Pikinini uses prosthetic legs which were organised for her when she was at high school. She is currently unemployed, but has finished a one year business administration learnership programme and is awaiting graduation.
She can cook, bath and dress herself, and can write.
“I can do most things even though I have no hands and feet,” says Pikinini. “But life is still a bit difficult living in an informal settlement. When it rains it leaks inside the house and it floods outside which makes it difficult to go to the toilet because the water blocks the pathway to the toilet. When this happens I have to ask one of my family members to carry me on their back and take me to the toilet because I can’t jump the flood,” said Pikinini, who is still hoping for a house.
Nomakula Eunice Mjadana, on the other hand, has given up hope of ever owning her own house.
The 81-year-old grandmother currently rents a small room in R Section in Khayelitsha. She was moved by a relative in February from her leaking, dilapidated shack in RR Section after she fell on her way to use the communal toilets.
The pathway from the shack where she lived was narrow, uneven and littered with wire fencing and soft sand.
“I fell and almost broke my leg. I use a crutch when I move around because my left leg is in a bad condition. I was lucky that a passerby saw and helped me get up and took me back to my shack.”
Mjadana lives with two of her granddaughters, aged 13 and 10, in a rented backyard shack. The shack is smaller than her old home, but does not leak, she says, and the toilet is a few metres away.
Mjadana says that like many of her neighbours in RR Section, she has been waiting years for a house. “I am registered for a house, but as far as what is happening with the application, I have no idea,” said Mjadana.
Malusi Booi, City of Cape Town Mayoral Committee Member for Human Settlements, said though she was on the 1999 database, Mjadana had “unfortunately not been selected for an opportunity yet.”

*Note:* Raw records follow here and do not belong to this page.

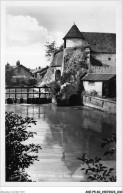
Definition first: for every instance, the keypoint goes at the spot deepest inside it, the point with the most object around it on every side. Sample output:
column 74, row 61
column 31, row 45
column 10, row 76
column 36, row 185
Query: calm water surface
column 64, row 134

Booi said: “We have vast amounts of applicants in all areas with application dates prior to 1999.”
He said there were about 347,000 applicants with “waiting status” registered with the City’s Housing Needs Register. Of these, approximately 3,800 had disabilities, Booi said. The register was continuously updated.
“Since 2012, the City has delivered more than 60,000 direct opportunities to the benefit of hundreds of thousands of residents,” said Booi.
Department of Human Settlements spokesperson Nathan Adriaanse said the waiting list for the Western Cape as a whole was 550,000.
The two lists for Cape Town are the same. “The Western Cape Government sources beneficiaries from the City’s Housing Needs Register for their projects within Cape Town,” said Booi.
Adriaanse said the most vulnerable applicants were prioritised, including the elderly and disabled.
In the past two financial years, the department had delivered 15,866 housing units and 14,714 serviced sites, he said.